さっさと清めて着物を着てから簪で簡単に髪をまとめ岩に背を預ける。少年とは岩を挟んで正反対の位置になる。

「お前こそ用事があったんじゃないのか?」
「別に大したことねえよ。連れのいびきが煩くて起きたから、散歩しにきただけだ」
「連れがいるのか?」
「まあな。道中に会って勝手についてきた」

なるほど、少年は旅をしているらしい。この街に似つかわしくない者だが、イタチには羨ましかった。気ままにできる時間ほど欲しいと思ったことはない。

「その……いつも、なのか?」

ぎこちない切り出し方に口元が笑う。おそらく女と寝たことはないのだろう。

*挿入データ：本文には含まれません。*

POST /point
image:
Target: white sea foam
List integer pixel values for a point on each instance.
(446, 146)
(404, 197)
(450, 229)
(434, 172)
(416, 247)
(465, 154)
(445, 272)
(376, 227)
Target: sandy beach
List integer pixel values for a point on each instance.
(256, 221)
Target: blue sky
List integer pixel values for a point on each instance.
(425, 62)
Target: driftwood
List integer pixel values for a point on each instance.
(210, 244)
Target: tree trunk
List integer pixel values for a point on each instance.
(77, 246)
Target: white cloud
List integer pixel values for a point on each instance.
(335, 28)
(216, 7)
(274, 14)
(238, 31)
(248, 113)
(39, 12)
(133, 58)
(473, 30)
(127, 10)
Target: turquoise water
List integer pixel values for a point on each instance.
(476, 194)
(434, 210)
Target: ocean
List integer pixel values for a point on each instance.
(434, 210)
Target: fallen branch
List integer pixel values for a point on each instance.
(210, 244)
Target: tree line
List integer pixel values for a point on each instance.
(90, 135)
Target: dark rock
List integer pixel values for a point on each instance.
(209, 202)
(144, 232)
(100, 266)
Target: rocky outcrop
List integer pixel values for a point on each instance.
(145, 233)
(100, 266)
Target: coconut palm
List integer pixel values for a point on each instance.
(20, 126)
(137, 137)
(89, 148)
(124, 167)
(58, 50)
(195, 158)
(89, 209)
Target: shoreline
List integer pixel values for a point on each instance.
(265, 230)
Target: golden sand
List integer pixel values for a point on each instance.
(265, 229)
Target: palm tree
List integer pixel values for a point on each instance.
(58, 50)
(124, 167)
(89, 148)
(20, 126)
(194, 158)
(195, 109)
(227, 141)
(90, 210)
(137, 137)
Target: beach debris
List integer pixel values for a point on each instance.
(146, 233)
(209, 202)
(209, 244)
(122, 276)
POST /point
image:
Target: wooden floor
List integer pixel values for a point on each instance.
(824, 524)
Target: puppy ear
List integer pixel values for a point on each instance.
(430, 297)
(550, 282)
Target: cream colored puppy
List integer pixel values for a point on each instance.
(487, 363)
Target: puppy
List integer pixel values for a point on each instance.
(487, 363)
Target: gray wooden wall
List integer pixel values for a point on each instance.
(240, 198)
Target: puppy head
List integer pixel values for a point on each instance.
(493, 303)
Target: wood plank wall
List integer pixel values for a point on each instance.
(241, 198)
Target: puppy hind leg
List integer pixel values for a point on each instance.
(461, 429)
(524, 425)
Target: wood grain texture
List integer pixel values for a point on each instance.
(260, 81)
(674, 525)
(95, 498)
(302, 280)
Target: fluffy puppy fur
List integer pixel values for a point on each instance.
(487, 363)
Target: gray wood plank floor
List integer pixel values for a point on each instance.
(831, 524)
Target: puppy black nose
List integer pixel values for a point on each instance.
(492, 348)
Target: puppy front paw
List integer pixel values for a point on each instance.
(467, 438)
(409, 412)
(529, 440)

少年の歳の頃にはすでに知っている自分が浅ましく思える。

「そうだな、相手は違うときもあるが」
「今、相手はどうしてる?」
「寝ているさ。明け方には出かけるからな、この時間くらいしか睡眠は取れないんだ」
「……なんか自分勝手な奴だな」

イタチは少なからずその言葉に驚いた。

「アンタを抱く奴ってみんなそうなのかよ」
「そうって…それが当たり前だ。己の満足のために抱き、そして終われば寝る。そういうものだ」
「なんだよ、それってただの暇つぶしの道具と変わらねえだろ」
「人は…自分勝手な生き物だ」

それを知ったのはイタチが少年だった頃、祖国を出たときだ。それぞれが自分の利益だけを見つめて起きた惨劇からイタチに自由はなかった。
人々の勝手で束縛され続けた身は世界を汚れたものとして受け止めざるをえなかった。

「フフ、世の中にはお前みたいなやつもいるんだな。それがわかっただけでも嬉しいよ」
「いいのかよ、それで……」
「お前には可能性がいくらでもある。それを無駄にしないことだ」
「それって…」

少年の言葉はそこで途切れた。いや、イタチが黙らせた。異様な風が凪いでいるのが気配でわかる。どうやら長話がすぎたらしい。

「すぐにここから離れろ」

小声で話す声色に少年も尋常ではない状況を感じたのだろう。そっと身体を動かす草の音が聞こえる。

「アンタはどうするんだ」
「安心しろ。おそらくさっき話した相手だ。だが他の者と許可なく話すことを嫌うからな…下手をすればお前が殺される」

この少年をあの男のようにむざむざと殺されるのは胸が痛い。

「早く行け。ここで話したことや見たことは誰にも話すな」

少し躊躇いがあったが、鋭い口調で言えば少年は素早く叢へと身を隠した。
茫然と見つめているとふいに頭を掴まれ地面に押し倒される。冷たい土が温もりを奪う。
少年といた居心地の良さは消え、自分の立場の現実を突きつけられる。所詮ないものねだりにすぎない。





















日付のとおり、かなり前に仕上げていました。テヘヘ
今回おそらくサイト中会話最多です。
この話ではサスケはかなり初心な奴です。サクラと二人きりとかなっただけでもドギマギします。
岩が無かったら草陰か木の上にでも移動したに違いない。